# kennwort sichtbar machen



## ziriander (11. August 2003)

Hi Leute,

weiß jemand, wie ich unter winXP die Kennwörter sichtbar machen kann, also statt der üblichen Sternchen / Punkte die wirklich eingegebenen Buchstaben / Zahlen ?

merci for help
ziriander


----------



## Dario Linsky (11. August 2003)

Es gibt Tools, die sowas machen können. Aber ob das bei Windows XP immer noch geht, ist eine andere Frage.

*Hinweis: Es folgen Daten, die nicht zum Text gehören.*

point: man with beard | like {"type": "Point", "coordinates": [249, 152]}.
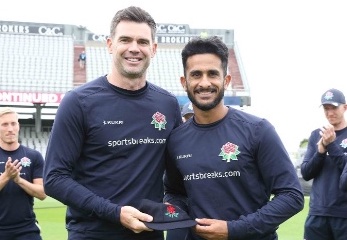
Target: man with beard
{"type": "Point", "coordinates": [227, 168]}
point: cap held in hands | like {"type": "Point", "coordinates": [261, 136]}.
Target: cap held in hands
{"type": "Point", "coordinates": [165, 217]}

Wieso willst Du das überhaupt machen? Dir ist schon klar, dass das dann eine Sicherheitslücke und alles andere als im Sinne des Erfinders ist, oder?


----------



## Matthias Reitinger (11. August 2003)

Das hier könnte Dir helfen:

http://www.soft-central.net/passunleash.php


----------



## ziriander (11. August 2003)

@ Reima
Danke Reima, das Teil ist ja geradezu winzig und funktioniert absolut gut.

@ Lirion
Ich habe einfach nicht genug Sicherheits-Gene um die Sternchen schön zufinden............... und manchmal vergesse ich einfach was da drinne steht. Kein Mensch kann sich zum Beispiel 44Jd4Nbbs9 oder so was merken und ohje, wo habe ich den verd.... Zettel, auf dem ich das alles Aufgeschrieben habe. Hat den vielleicht jemand geklaut und in meinem Rechner spioniert. Na und, für mich bricht da nichts zusammen.


----------